At the core of it, there's a software business model, right?
Mm-hmm.
There's been a very professional packaging and the availability that is user-friendly, so that you can interface.
That's right.
... with your customers, who are also trying to develop drugs in a smarter, faster, better, more precise way to have the end in mind. Thinking about that, Geoff, in particular, you're coming in here with the breadth of your background. You probably watched the stock before you made your decision to come, and there were often these moments of terror called earnings. It was where there was a reckoning of recognition of the malalignment between expectations and measuring businesses like this every 90 days and stuff. Rami and I have had many conversations over the years about, you know, how can we do this? Should we do rolling 3 quarters or whatever?
Geoff, talk to us about the business and how you studied it to the point that you said: Yeah, I'd like to actually be one of the managers of this and a voice for this business to the investment community, because that's been one of the meddlesome things that people have struggled with.
Yeah. Look, it's challenging because we are simultaneously an operating business and an asset business, where we're generating very attractive, fairly rapidly growing revenue from a global array of customers. You know, we've said 1,750 customers over $1,000 a year, and, you know, we're seeing customers buying, you know, $5 million+ a year in software, the largest customers in the world. We've guided that that's going to be a sort of mid-teens growth opportunity for us this year, and we think that that's a very sustainable kind of long-term growth opportunity for the business. You know, generally, we've indicated that that business is sort of operationally break-even.
Although the caveat, that we are absolutely committed to investing in the core technology, the platform that Rami described, both the physics-based methods and the machine learning component to it. We're not sort of idle or complacent and waiting for competitors to catch up. In fact, I'd say we're gapping away from our competitors. That does take an investment. We have a very nice software business that my conclusion was very attractive, very durable, sticky, and was essentially contributing cash that could be invested into the platform and the proprietary portfolio. Of course, the ultimate test of a drug discovery technology is whether it works, right? Whether it comes up with drugs.
Mm-hmm.
As you can imagine, you know, I did quite a bit of due diligence on that, and I think the runs are pretty well on the board. You know, you just have to look at Nimbus, and frankly, the Nimbus transaction occurred after I joined, and that was sort of nice sealing of the deal.
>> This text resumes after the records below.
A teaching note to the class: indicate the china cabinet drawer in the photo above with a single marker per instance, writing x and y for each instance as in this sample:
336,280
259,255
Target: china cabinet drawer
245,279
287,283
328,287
We'll do all the better then. Yeah.
Morphic Therapeutic and Structure Therapeutics and the BMS collaboration, we announced recently that a SOS1 that we discovered in the BMS collaboration had transitioned into development in their portfolio, and there have been a number of other, those sort of collaborations that have been successful. Compared to most other platforms, I think that's a very large number of runs on the board in terms of validation. You know, the typical platforms, one or two programs that work out, and this, I think, is sort of every year after year after year. A validated platform, software business growing nicely, and then a commitment to deploying capital internally to great opportunities that Karen's team identify for advancing proprietary medicines. Ultimately, I think we think that's the way to create the most value from breakthrough technology.
We're seeing that those investments, we're very excited about the opportunities for them, and we're sort of seeing a fair amount of validation in those targets, so we can talk about those. I think that the mix of businesses was very compelling in the current market. We're very well capitalized. We're, you know, in great shape to both support the platform and the proprietary medicine. The business is in a really good position with multiple paths to creating value. That was what I saw from the outside. It's what I see from the inside.
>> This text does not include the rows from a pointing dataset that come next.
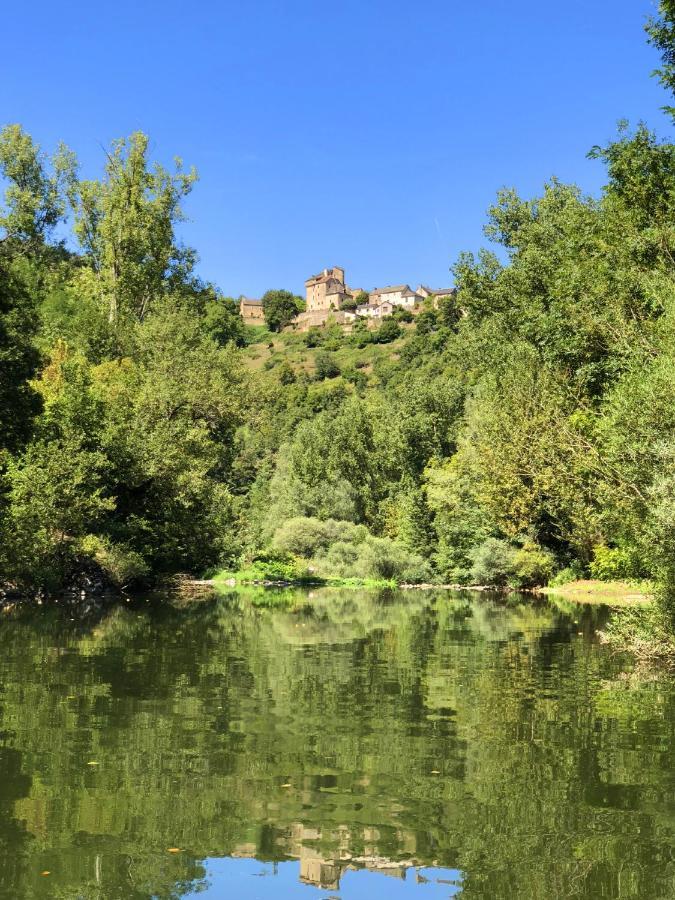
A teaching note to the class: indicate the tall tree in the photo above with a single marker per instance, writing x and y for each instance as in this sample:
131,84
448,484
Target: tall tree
661,32
35,197
126,225
18,361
Mm-hmm. I think one of the things that perhaps healthcare or therapeutics-focused investors tend to struggle with is, not that it's a crutch, but it's a tool, and we all know how to extrapolate prescription data from IQVIA...
Yeah
... et cetera. It's like, who are the customers? We love doing epidemiologic bottoms-up models, 5% penetration to third line treatment, et cetera, 12 months duration of use. You come up with some number. Then we torture them back and forth. Harder to do that, understanding who your customers are, because your customers are literally over 1,700. The major pharmas all the way down. There's also, Ramy, I remember I asked you to put me on a call with someone on the industrial side of the business, which is relatively small, so not necessarily likely, relatively to move the needle for the stock. It's fascinating to see. It's like we're creating like, you know, smarter doors on airplane engines and all sorts of things like that. Just the capabilities are vast and can be extrapolated.
Mm-hmm.
You've found your center of gravity in drug discovery and development. Getting back to this issue, can we come up with a couple of metrics or vernaculars, Jeff, that helps us get a sense for where things are shifting in terms of that customer base? Because there's kind of, like, the big spenders, there's the fat middle, there's the small, innovative, desperately trying to finance themselves, wannabes who are doing the free trials kind of thing. There's the recurring revenue stream.
Mm-hmm.
What's the vocabulary that we should start to have when we're talking to Geoffrey Porges, CFO of Schrödinger, about the software business and measuring that?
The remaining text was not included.